I was 21, contemplating my life’s options—he was 35, living his. I had asked, “Felix, do you think people know what they want out of life, the place they want to be?” He spat. A long arc of brown snuff juice sliced the air, and the powdery dust swelled and rose where it landed, then settled again. He said, “Well, I reckon folks think they know what they wants, but it seems to me they generally don’t know. They jus’ trying to find how to get on in the place where they’re at.” He sat motionless, statuesque.

We worked together for another couple of weeks until the last peanut had been picked. We cleaned the equipment, oiled and greased its bearings and rollers, replaced its missing roller tines and stored it for the winter in the barn. Felix returned to his regular farm chores, and I returned to my place in Athens to conclude what would be the final year of my “higher” education. Different lives, different places, but a common fate of making the most of the respective places where we found ourselves at the time. What choice did we have?

Felix was named after my grandfather. He lived alone “on the place” in one of the many tenant houses scattered around the large farm. It was built in the late 1880’s and lay down a dark, sandy lane in a grove of water oaks. In the yard of his place “free-range” chickens scratched for seeds and grubs in the sandy loam. Two dogs usually lay languid in their hollowed-out dusty places beneath the porch.

Nothing remains in this place today, the forest having reclaimed its own. Except for a few scraps of wood, moldy and rotten, lying in the shadow of a stone chimney, still standing stately and blackened from fires of the past, little intimates that life once existed here. Strange, how it remains in my memory, with Felix standing stoic, iconic, on his porch when I arrived to pick him up, and where he retreated when I had returned him at day’s end. He had no wheels, just an antique Ford tractor, the red markings nearly rusted from the fenders. Occasionally I would see him riding the old mule…he made do.

My places changed often in those ambitious years after college and the past was subsumed by the present. On a visit “home” for Thanksgiving a few years later I learned that Felix had found an affinity for strong drink and had been killed in a knife fight in one of the bars down in “the quarters.” These obscure places were winked-at by the local law, realizing that farm life often got boring and there needed to be places to find relief. Unfortunately, Felix chose the wrong place at the wrong time, or the wrong woman, his choices sending him to his final resting place.

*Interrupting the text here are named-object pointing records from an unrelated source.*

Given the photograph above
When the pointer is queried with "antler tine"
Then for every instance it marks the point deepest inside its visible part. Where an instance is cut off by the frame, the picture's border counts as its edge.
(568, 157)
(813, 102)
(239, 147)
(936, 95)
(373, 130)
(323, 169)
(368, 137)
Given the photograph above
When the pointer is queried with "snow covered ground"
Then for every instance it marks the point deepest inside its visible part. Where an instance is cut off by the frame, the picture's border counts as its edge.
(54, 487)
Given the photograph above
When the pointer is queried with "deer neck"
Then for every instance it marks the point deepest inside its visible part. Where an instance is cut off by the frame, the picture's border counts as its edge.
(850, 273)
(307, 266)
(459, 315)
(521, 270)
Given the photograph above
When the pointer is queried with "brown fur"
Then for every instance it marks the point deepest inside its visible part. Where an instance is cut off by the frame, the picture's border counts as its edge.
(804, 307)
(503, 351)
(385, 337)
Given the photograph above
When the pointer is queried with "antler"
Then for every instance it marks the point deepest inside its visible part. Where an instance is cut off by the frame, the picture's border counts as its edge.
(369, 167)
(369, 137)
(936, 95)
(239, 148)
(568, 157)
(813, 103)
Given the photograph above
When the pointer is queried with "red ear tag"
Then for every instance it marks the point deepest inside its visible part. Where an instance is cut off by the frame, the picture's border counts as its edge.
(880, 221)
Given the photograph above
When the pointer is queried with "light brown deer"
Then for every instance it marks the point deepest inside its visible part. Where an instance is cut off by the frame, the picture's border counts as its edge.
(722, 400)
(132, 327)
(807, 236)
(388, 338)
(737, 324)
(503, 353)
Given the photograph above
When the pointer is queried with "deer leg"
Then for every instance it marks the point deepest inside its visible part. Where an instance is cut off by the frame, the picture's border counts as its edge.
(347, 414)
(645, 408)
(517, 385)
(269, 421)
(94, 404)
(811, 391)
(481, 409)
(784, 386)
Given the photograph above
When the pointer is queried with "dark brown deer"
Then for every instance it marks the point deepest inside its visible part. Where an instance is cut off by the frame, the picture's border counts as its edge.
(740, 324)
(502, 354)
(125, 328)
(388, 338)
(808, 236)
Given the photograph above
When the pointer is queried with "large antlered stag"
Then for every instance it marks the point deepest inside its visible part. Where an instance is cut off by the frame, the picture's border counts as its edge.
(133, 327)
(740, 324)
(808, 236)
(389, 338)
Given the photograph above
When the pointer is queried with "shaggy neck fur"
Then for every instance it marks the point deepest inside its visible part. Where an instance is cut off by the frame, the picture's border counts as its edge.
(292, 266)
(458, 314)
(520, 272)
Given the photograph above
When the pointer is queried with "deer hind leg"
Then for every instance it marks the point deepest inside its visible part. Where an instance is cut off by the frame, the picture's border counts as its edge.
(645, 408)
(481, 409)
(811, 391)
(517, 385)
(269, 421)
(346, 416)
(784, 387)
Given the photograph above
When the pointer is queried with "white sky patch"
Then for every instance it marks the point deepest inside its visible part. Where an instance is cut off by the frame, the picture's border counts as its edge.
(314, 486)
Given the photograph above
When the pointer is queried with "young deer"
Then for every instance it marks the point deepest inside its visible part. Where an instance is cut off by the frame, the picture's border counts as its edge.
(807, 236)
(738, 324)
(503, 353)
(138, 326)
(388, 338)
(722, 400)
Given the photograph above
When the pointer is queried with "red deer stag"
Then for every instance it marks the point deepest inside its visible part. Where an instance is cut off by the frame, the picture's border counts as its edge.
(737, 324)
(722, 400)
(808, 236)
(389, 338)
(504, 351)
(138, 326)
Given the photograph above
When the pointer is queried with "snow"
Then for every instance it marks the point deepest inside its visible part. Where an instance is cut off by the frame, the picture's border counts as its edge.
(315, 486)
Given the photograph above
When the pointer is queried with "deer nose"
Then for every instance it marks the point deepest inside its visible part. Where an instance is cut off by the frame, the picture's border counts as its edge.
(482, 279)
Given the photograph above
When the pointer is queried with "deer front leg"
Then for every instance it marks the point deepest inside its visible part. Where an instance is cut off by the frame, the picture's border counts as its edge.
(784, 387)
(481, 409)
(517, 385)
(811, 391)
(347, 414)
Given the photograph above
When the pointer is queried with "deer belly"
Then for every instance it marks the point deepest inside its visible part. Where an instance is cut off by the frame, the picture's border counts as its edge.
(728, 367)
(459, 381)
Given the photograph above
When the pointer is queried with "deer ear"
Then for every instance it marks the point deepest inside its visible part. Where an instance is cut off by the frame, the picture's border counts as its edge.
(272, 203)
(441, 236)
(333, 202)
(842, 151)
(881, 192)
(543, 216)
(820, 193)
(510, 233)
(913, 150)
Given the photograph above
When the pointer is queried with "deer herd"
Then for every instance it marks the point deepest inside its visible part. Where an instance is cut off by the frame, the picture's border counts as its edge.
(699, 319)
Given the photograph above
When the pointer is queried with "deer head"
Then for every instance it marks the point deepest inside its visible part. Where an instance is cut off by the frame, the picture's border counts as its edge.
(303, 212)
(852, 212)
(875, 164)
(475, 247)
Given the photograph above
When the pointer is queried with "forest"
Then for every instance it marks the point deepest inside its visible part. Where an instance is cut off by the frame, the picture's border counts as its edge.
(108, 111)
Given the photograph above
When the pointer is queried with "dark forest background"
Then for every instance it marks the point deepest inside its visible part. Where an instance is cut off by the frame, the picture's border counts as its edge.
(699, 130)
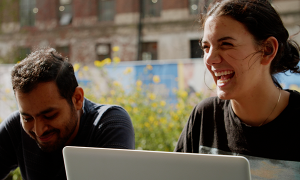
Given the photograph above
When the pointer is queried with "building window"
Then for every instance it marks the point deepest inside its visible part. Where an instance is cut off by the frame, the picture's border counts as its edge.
(64, 51)
(23, 52)
(106, 10)
(151, 8)
(103, 51)
(149, 51)
(27, 12)
(196, 51)
(65, 12)
(199, 6)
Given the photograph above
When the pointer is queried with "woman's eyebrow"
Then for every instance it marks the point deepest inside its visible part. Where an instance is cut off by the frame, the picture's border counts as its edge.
(219, 40)
(226, 38)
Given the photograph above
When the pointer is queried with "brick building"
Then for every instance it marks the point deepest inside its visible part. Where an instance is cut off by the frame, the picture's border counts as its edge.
(87, 30)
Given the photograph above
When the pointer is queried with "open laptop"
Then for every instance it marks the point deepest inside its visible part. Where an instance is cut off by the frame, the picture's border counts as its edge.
(115, 164)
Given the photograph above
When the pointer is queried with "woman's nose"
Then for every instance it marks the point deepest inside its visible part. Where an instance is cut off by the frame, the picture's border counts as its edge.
(212, 57)
(39, 127)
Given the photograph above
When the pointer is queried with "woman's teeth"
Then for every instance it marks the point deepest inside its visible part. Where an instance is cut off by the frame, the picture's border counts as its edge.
(222, 73)
(223, 77)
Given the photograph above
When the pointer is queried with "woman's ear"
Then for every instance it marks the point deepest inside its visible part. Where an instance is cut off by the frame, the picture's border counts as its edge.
(270, 49)
(78, 98)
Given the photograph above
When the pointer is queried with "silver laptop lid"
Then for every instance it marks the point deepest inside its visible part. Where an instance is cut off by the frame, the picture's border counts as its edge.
(115, 164)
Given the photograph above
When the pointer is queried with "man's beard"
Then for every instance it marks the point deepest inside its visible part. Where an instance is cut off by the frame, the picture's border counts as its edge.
(70, 127)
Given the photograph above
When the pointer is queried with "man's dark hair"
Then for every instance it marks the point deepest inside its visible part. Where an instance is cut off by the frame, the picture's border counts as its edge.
(262, 21)
(44, 65)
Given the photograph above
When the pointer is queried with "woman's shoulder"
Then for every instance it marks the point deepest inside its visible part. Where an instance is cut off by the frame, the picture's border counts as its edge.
(294, 98)
(211, 103)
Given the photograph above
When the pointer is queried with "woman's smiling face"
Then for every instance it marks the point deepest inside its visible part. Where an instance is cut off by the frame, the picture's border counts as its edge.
(231, 56)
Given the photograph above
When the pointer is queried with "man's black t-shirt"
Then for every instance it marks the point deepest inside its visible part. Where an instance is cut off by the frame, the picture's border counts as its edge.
(272, 149)
(100, 126)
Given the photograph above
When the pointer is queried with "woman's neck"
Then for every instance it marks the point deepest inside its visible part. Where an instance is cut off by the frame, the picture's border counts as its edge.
(260, 105)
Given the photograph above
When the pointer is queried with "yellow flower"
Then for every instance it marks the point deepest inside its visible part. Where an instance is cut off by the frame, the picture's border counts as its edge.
(147, 125)
(151, 96)
(163, 120)
(162, 103)
(80, 74)
(159, 111)
(149, 67)
(156, 79)
(128, 70)
(102, 100)
(7, 90)
(85, 68)
(117, 83)
(112, 92)
(116, 48)
(135, 110)
(154, 105)
(107, 61)
(182, 93)
(98, 63)
(294, 87)
(76, 67)
(151, 119)
(139, 83)
(116, 60)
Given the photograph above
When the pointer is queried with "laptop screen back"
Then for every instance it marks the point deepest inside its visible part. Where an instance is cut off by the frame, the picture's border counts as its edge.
(116, 164)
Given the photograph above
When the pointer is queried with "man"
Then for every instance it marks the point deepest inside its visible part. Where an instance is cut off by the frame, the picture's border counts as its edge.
(53, 113)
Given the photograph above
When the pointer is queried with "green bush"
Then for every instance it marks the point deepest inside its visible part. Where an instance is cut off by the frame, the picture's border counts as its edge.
(157, 123)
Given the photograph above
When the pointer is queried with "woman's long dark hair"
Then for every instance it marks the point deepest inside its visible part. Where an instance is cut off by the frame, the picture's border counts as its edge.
(262, 21)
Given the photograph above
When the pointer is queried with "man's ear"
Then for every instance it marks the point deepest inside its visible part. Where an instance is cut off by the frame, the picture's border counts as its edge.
(78, 97)
(270, 48)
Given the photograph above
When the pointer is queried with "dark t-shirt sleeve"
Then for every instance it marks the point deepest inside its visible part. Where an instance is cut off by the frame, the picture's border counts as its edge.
(115, 130)
(8, 160)
(202, 114)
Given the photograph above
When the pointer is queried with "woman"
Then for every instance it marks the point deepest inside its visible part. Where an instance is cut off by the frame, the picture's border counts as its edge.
(245, 44)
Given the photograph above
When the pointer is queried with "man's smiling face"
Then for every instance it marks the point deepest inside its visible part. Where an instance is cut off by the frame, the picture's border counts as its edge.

A lot has happened since those days. I’ve often thought about this “sense of place”-- a place, or places-- where we can “be” who and what we are at the time. Often we ourselves, unknowingly, define a place to others, even as others, like a favorite bank teller, or mechanic, or waitress, define their own environs to us. The old, the familiar, the comfortable speak to a fundamental need of some sense of permanence in a transient, changing and reinventing world.

Places often define us. We adapt, their milieu molding us subliminally in ways we never anticipated or realized. Once in my hometown church I was accosted by two elderly ladies. “We hardly recognized you since you were ‘out of place’. Your place was the back right, and you were in the front left.” I thanked them for reminding me of this lapse of memory but assured them that God had approved of the move. “Praise the Lord,” they said in unison. Some things never change.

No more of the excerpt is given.